3. Dokładny słownik polsko-niemiecki krytycznie wypracowany = Ausführliches Polnisch-Deutschen Wörterbuch kritisch bearbeitet (Königsberg, Danzig 1835).
Poszerzone wydanie wcześniejszych edycji słownika z lat 1794 (Kwidzyn) i 1803 (Królewiec). Zawierał około 40 tysięcy haseł. Jako źródła posłużyły między innymi słowniki Grzegorza Knapskiego, Samuela Bogumiła Lindego, słowniki różnojęzyczne (rosyjski, litewski), a także opracowania specjalistyczne z zakresu farmacji, łowiectwa, botaniki itd. Słownictwo czerpał także z literatury polskiej, począwszy od Mikołaja Reja i Jana Kochanowskiego po autorów współczesnych, łącznie z Adamem Mickiewiczem. Włączył do słownika wyrazy gwarowe, również kaszubskie. W tym samym roku wydał część niemiecko-polską (Dokładny niemiecko-polski słownik = Ausführliches Deutsch-Polnischen Wörterbuch) jako drugie, poprawione wydanie edycji z 1823. Słownik jest niezwykle przydatny w badaniach dokumentów z XVI–XIX wieku, podaje bowiem znaczenie, w jakim dane słowo było wówczas używane, a odmienne od współczesnego, jak również wyrazy, które dziś wyszły z użycia.
4. Rozprawa filozoficzna o religii i moralności miana przez Imanuela [!] Kanta, a na język polski przełożona przez Mrongoviusa…, Gdańsk, nakładem tłumacza 1854.
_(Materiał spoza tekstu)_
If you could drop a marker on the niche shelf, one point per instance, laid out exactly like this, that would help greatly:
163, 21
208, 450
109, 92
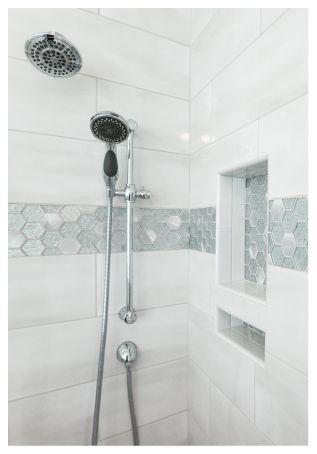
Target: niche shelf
248, 339
242, 218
Nie było to oryginalne dzieło Immanuela Kanta, ale notatki z wykładów, które Mrongowiusz sporządził jako słuchacz królewieckiego filozofa, o czym pisze w przedmowie. Mrongowiusz miał bardzo osobisty stosunek do Kanta i u schyłku życia przekazał polskiemu czytelnikowi jego myśli jako „drogi skarb”. Jest do publikacja o ogromnym znaczeniu: do lat 30. XIX wieku Kant nie był w Polsce popularny, zasadniczego zwrotu w recepcji jego filozofii dokonał Edward Dembowski w 1842. Dopiero od tego momentu można mówić o wpływie Kanta na polską myśl filozoficzną i wzroście zainteresowania tym myślicielem. Mrongowiuszowski przekład spotkał się na ziemiach polskich z dobrym przyjęciem, czego dowodem są jednorazowe zamówienia nawet kilkuset egzemplarzy (Warszawa).
Księgozbiór Mrongowiusza
Księgozbiór liczył ponad tysiąc dzieł. Niemal 90% tego zasobu to teksty polskie lub polonika w języku niemieckim. Obejmowały one książki historyczne, polityczne i religijne, dzieła z zakresu różnych dziedzin wiedzy, w tym pedagogiczne, literaturę piękną, a także 67 publikacji w języku rosyjskim lub odnoszących się do języka i literatury rosyjskiej. Księgozbiór zawiera piśmiennictwo staropolskie XVI i XVII wieku (np. Biblię Leopolity z 1561) oraz druki mu współczesne z XVIII i pierwszej połowy XIX stulecia. Szczególnie cenna jest kolekcja pism politycznych z 2. połowy XVIII wieku, zarówno w języku polskim, jak i niemieckim (także tłumaczenia z języka polskiego), liczne publikacje z czasów Sejmu Czteroletniego i Konstytucji 3 Maja. Dużą wartość ma zbiór pism czołowych przedstawicieli polskiego oświecenia w edycjach XVIII- i XIX-wiecznych, w tym dziesięciotomowa edycja dzieł Ignacego Krasickiego z początków XIX wieku. Mrongowiusz gromadził książki na bieżąco. W jego księgozbiorze znajdowała się niemal cała istotna polska produkcja wydawnicza 1. połowy XIX wieku, między innymi paryski pierwodruk Pana Tadeusza i III części Dziadów Adama Mickiewicza. O zainteresowaniu Mrongowiusza wypadkami politycznymi w kraju świadczy literatura dotycząca powstania listopadowego i Wielkiej Emigracji. Większość tych wydawnictw otrzymywał bezpośrednio z Paryża. Książki nabywał w antykwariatach Gdańska i innych ośrodków księgarskich (przez zaprzyjaźnione osoby) oraz za pomocą subskrypcji i prenumeraty (na niektórych publikacjach objętych tą forma sprzedaży widnieje jego nazwisko). Otrzymywał też książki od autorów lub tłumaczy bądź wymieniał je z podobnymi sobie bibliofilami;niektóre z nich zawierają dedykacje. Jeszcze za jego życia księgozbiór został sprzedany Adamowi Zamoyskiemu z Łopatyna koło Brodów, lecz nie został przez niego odebrany. Po jego śmierci księgozbiór złożony został w zakrystii kościoła św. Trójcy, a w 1864, dzięki staraniom Ernsta Augusta Karla Bertlinga, za zezwoleniem rodziny (reprezentowanej przez wnuka, sędziego okręgowego Friedricha Gustava Wilhelma am Ende), przeszedł w całości w posiadanie Biblioteki Miejskiej. Podstawą jego identyfikacji jest katalog sporządzony w lutym 1865 przez bibliotekarza tej placówki S. Zawadzkiego. Podczas badań nad księgozbiorem w latach 80. XX wieku stwierdzono braki, w tym wydania Pana Tadeusza.